Created on 2018-08-22 by the reprex package (v0.2.0).


#10

Here is another attempt to explain the distinctions. Please consider the following 3 examples.

library("dplyr")


mtcars %>%
  mutate(newcol := mpg) %>%
  mutate(newcol := newcol + 1) %>%
  head() # works


SYMBOL <- rlang::sym("newcol")
mtcars %>%
  mutate(!!SYMBOL := mpg) %>%
  mutate(!!SYMBOL := !!SYMBOL + 1) %>%
  head() # works


SYMSTR <- "newcol"
mtcars %>%
  mutate(!!SYMSTR := mpg) %>%
  mutate(!!SYMSTR := !!SYMSTR + 1) %>%
  head() # errors-out

The third one (SYMSTR) errors out. This means that strings are not shorthands for symbols (fair enough). The issue is: the mental model that "!!" substitutes in newcol is wrong, it in fact substitutes in "newcol" (notice the quotes).

What saves a lot of examples is dplyr::mutate() is willing to accept quoted strings on the left-hand-sides of assignments (it does not insist on un-quoted symbols).

mtcars %>%
  mutate("newcol" := mpg) %>%
  mutate("newcol" := newcol + 1) %>%
  head() # works

mtcars %>%
  mutate("newcol" := mpg) %>%
  mutate("newcol" := "newcol" + 1) %>%
  head() # errors-out

Additional complexity is from the fact "!!" is willing to substitute both names (column names, names of variables and so on) and also substitute values (strings, possibly numbers). This is obviously confusing some users (as some expect only name substitutions).
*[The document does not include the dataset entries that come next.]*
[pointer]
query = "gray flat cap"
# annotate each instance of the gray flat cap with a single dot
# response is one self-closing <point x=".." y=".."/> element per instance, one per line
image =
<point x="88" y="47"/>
Our function wrapr::let() tries to stay closer to a names-only substitution model.

library("wrapr")
library("dplyr")
let(
  c(NEWCOL = "newcol"),
  mtcars %>%
    mutate(NEWCOL = mpg) %>%
    mutate(NEWCOL = NEWCOL + 1) %>%
    head() 
)

We have a formal write up on wrapr::let() here.


#11

You might like to try friendlyeval to help resolve the correct rlang function in cases where it's unlcear.
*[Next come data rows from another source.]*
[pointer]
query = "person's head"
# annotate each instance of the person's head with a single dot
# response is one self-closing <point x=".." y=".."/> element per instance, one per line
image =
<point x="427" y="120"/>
There's a string you want to use as a column name. There's a function for that:

library(friendlyeval)
wtf_3 <- function(df = mtcars, test = "stupid"){
  
  df %>%
    mutate(!! friendlyeval::treat_string_as_col(test) := mpg) %>%
    mutate(!! friendlyeval::treat_string_as_col(test) := !! friendlyeval::treat_string_as_col(test) + 1)
}

Looks ugly no? No worries, transpile it away with the RStudio addin to:

wtf3 <- function(df = mtcars, test = "stupid"){
  
  df %>%
    mutate(!! rlang::sym(test) := mpg) %>%
    mutate(!! rlang::sym(test) := !! rlang::sym(test) + 1)
}

> identical (wtf_2(), wtf_3())
# [1] TRUE

Turns out @cderv was on the money! :grin:


#12

This is a property of R generally, not of dplyr specifically:

"x" <- 1:10
"mean"(x)
#> [1] 5.5
mean("x" = x)
#> [1] 5.5

Created on 2018-09-11 by the reprex
package
(v0.2.0).


#13

Interesting.

However, notice strings and free-names are discernible in the presence of ":=" in the "..." region (which was the mutate() "assignment" case most of us were discussing).

f <- function(...) { match.call() }

f(x := 7)
# f(`:=`(x, 7))

f("x" := 7)
# f(`:=`("x", 7))

So dplyr, in principle in some cases, could decide if to accept such notation (strings on the left-hand-sides of :=) or not.

Exception to an "R always does this" comprehension include:

quote("X"$a)
# "X"$a

X <- list(a = 5)
X$a
# [1] 5
"X"$a
# Error in "X"$a : $ operator is invalid for atomic vectors
function("X" = 1) { X }
Error: unexpected string constant in "function("X""

#14

Oh, interesting. Just to clarify (for myself and any future browser unfamiliar with match.call(), as I was), R gets rid of the ""* in the absence of := like so:

f <- function(...) { match.call() }
f("mean"(x))
#> f(mean(x))
f(mean("x" = x))
#> f(mean(x = x))

f(mean("x" := x))
#> f(mean(`:=`("x", x)))
f(mean(x := x))
#> f(mean(`:=`(x, x)))

Created on 2018-09-11 by the reprex package (v0.2.0.9000)

* distinguishes between free-names and strings


#15

Yes. The match.call() is quoting f() and arguments (into language objects, not character). So one can also write those examples as:

quote("mean"(x))
# mean(x)
quote(mean("x" = x))
# mean(x = x)

quote(mean("x" := x))
# mean(`:=`("x", x))
quote(mean(x := x))
# mean(`:=`(x, x))

A case of this sort of thing I had to deal with in the wrapr::let() implementation is (notes here):

quote(d$"X")
# d$X

Though it is worth repeating that "$" isn't symmetric.

quote("X"$a)
# "X"$a

X <- list(a = 5)
X$a
# [1] 5
"X"$a
# Error in "X"$a : $ operator is invalid for atomic vectors

So it is something I have thought a bit about, it just wasn't on the top of my mind (or worth the length) in my first note.

The one that gave me chills is when Gabe Becker taught me the following:

quote(7 -> x)
# x <- 7